Lágrimas por ‘Querida Amazonia’ en la Iglesia austriaca

Lágrimas por ‘Querida Amazonia’ en la Iglesia austriaca

En ninguna parte de la Iglesia Universal ha sido tan amarga y furiosa la decepción de los progresistas con Querida Amazonia como en los países de habla alemana. En la diócesis austriaca de Linz, su obispo habla de “gran decepción” y “noches de insomnio”.

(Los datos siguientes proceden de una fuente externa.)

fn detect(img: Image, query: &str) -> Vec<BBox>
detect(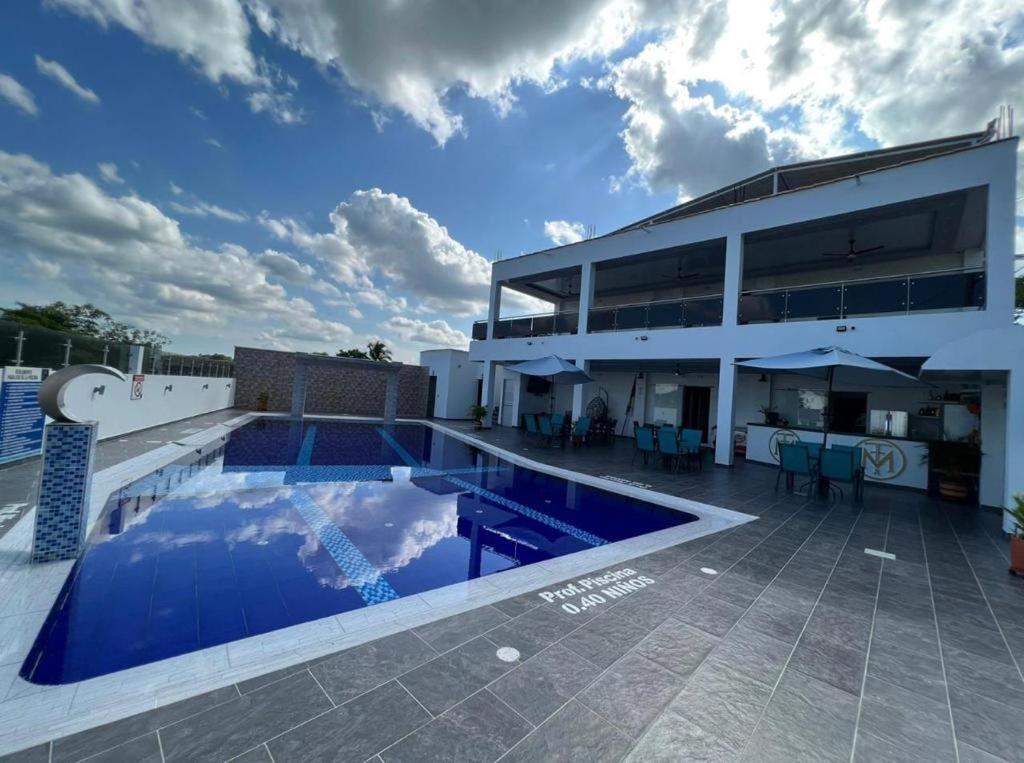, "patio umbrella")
[735,346,928,448]
[508,355,594,384]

Gabriele Eder-Cakl, que ostenta el cargo de responsable pastoral (?) en la diócesis austriaca de Linz, ha confesado ante las cámaras de la televisión pública que no pudo contener las lágrimas tras leer Querida Amazonia y advertir que el Papa, después de todas las expectativas suscitadas por el sínodo y un documento final tan prometedor, no solo había obviado en la exhortación apostólica toda referencia a la posibilidad de ordenar ‘viri probati’ casados, sino que rechazaba la posibilidad del diaconato femenino.

Y, claro, estalló. Dijo que al leer la exhortación se le secaba la boca y que, como muchas otras mujeres en la Iglesia, estaba perdiendo la paciencia. Eder-Cakl exigió en sus declaraciones en televisión que se aprobara ya, sin más demora, el sacerdocio femenino.

Con una responsable de Pastoral tan poco respetuosa con las enseñanzas de la Iglesia y su jerarquía, no es de extrañar que el obispo, aunque sin lágrimas explícitas, tampoco esté contento con la exhortación. Monseñor Manfred Scheuer criticó duramente al Papa y habló de su “gran decepción” al no encontrar en la exhortación las reformas anheladas, pero, como han declarado tantos prelados y teólogos progresistas en las últimas horas, añadió que aún no se ha dicho la última palabra sobre estos asuntos. Naturalmente, solo ellos, los ‘renovadores’, pueden decir la última palabra, en todo.

Scheuer esperaba que, al menos, el “rechazo a la ordenación femenina” fuera algo menos tajante, más moderado. La exhortación, añadió, le había provocado “noches de insomnio”.